Strategies360 was also paid at least $10,000 during the 2012 election cycle to handle “earned media outreach & strategic communications” for the Arizona Accountability Project (AAP).  The AAP was one of the chief committees used to funnel liberal money into the last election cycle to defeat Republican candidates.  AAP spent almost $600,000 last election cycle targeting Republicans including efforts against Jerry Lewis, Joe Ortiz, Frank Antenori, and John McComish.  They also did work in support of Democrat Tom Chabin.

Strategies360 was involved in the 2012 election to defeat Sheriff Joe Arpaio and is currently involved in the present effort to recall Arapaio.  Recently, Gallego appeared at a “Respect Arizona” rally (the group organizing the recall).  Also present at that event was Minority Leader Chad Campbell.

During 2012, Gallego even helped lead the efforts of the group opposing Arpaio, Citizens for Professional Law Enforcement PAC.  Arpaio’s campaign manager at the time, Chad Willems, questioned the financial motivations of Gallego and others:

“This is just another group out there of people lining their pockets,” Willems told HuffPost. “It seems like a full-time employment group for these guys.”

Gallego’s reach into the far-Left elements of the Democratic Party are deep.  He even served as the professional consultant for Planned Parenthood Advocates of Arizona during the 2012 cycle, orchestrating their attacks against pro-life Republicans.  His firm was paid nearly $5,000 in consulting fees, and they were paid more than $20,000 to handle the mail program attacking several Republican lawmakers and candidates.

Let me be clear: there’s nothing illegal about what Gallego or his firm is doing.  Consultants on both sides of the political spectrum are involved in these sorts of efforts every cycle.  Some would argue this is no different than the efforts of the Senate President and the Speaker of the House and their Victory Funds last cycle.  That’s a fair comparison, but unlike Gallego (and possibly other legislators), the President and the Speaker were not financially compensated for their involvement.

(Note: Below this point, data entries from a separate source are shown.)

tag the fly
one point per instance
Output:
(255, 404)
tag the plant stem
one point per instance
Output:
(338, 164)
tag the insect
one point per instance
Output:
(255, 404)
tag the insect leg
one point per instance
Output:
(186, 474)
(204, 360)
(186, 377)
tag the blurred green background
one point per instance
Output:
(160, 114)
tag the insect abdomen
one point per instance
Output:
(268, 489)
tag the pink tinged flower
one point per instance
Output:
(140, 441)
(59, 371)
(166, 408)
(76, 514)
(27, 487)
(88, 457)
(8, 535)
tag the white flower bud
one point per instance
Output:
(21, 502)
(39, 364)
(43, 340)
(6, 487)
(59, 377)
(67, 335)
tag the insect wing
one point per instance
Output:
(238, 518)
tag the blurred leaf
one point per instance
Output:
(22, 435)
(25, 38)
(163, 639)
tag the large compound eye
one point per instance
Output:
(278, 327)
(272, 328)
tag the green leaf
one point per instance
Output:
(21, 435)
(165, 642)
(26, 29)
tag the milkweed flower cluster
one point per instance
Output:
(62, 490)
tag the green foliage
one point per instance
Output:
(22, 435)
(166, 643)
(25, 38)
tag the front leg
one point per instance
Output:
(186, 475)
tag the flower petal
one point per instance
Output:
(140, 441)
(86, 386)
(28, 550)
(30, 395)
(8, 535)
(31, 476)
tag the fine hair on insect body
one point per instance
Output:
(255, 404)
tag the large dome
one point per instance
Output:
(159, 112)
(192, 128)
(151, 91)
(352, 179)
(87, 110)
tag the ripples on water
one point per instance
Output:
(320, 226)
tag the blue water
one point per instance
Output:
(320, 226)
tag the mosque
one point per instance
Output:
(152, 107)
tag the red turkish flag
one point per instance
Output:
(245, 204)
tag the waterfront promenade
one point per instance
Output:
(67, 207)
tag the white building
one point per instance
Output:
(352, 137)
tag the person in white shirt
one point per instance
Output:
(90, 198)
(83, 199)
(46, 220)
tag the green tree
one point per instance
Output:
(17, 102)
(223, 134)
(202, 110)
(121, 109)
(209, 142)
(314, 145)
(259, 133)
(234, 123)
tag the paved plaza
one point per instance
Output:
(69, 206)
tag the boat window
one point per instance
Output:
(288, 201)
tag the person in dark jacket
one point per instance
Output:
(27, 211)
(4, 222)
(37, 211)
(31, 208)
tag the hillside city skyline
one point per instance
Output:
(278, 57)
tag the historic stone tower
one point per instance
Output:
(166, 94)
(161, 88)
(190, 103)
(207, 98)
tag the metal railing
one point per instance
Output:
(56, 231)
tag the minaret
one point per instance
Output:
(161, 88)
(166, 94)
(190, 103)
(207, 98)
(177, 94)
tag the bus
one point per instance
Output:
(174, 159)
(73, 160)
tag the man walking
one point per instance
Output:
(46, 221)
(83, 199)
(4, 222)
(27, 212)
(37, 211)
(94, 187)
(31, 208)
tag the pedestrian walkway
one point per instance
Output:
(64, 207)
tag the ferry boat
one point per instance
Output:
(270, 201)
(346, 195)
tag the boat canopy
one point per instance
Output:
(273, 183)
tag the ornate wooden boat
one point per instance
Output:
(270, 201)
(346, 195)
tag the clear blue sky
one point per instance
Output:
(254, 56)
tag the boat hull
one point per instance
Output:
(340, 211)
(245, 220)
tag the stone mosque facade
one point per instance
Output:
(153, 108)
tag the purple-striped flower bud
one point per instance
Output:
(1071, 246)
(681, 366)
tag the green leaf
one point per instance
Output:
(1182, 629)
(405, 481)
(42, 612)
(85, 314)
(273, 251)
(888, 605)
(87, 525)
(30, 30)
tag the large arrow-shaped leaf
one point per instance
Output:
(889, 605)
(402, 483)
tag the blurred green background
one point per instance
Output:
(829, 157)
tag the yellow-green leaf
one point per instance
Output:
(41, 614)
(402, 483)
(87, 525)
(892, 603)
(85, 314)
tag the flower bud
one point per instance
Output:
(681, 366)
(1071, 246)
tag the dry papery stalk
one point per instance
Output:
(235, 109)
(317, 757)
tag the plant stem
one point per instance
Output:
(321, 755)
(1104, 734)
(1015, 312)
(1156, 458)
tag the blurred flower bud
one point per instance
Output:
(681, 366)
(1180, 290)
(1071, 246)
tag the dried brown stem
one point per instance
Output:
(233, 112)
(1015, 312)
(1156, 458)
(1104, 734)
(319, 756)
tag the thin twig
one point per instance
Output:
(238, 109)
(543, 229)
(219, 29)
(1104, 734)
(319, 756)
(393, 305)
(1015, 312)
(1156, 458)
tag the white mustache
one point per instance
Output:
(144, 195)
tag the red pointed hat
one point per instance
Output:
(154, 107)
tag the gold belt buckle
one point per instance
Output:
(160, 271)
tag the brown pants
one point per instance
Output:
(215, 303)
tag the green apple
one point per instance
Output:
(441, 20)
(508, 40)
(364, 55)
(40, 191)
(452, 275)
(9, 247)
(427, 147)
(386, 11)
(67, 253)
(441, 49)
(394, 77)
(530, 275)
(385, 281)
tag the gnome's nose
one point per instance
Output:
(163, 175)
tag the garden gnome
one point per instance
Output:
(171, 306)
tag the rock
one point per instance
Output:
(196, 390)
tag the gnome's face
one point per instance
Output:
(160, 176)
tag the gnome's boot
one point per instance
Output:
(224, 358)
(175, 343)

Current Arizona statute provides for a one-year ban on former legislators serving as lobbyists after they leave the legislature.  Specifically, ARS 38-504(a)(b) state that for one year, a former public officer, including legislator, shall not represent another person for compensation before the legislature concerning any matter with which the legislator was directly concerned and personally participated.For two years after he or she leaves office, no public officer, including legislator, may disclose or use for personal profit information designated as confidential.  Further, section c states:

A public officer or employee shall not use or attempt to use the officer’s or employee’s official position to secure any valuable thing or valuable benefit for the officer or employee that would not ordinarily accrue to the officer or employee in the performance of the officer’s or employee’s official duties if the thing or benefit is of such character as to manifest a substantial and improper influence on the officer or employee with respect to the officer’s or employee’s duties.

When legislators like Gallego are using their positions of influence to help direct thousands of dollars in independent expenditure efforts designed to defeat their colleagues and change the partisan make-up of their chamber, while simultaneously making money off of these efforts, how is that not a conflict of interest?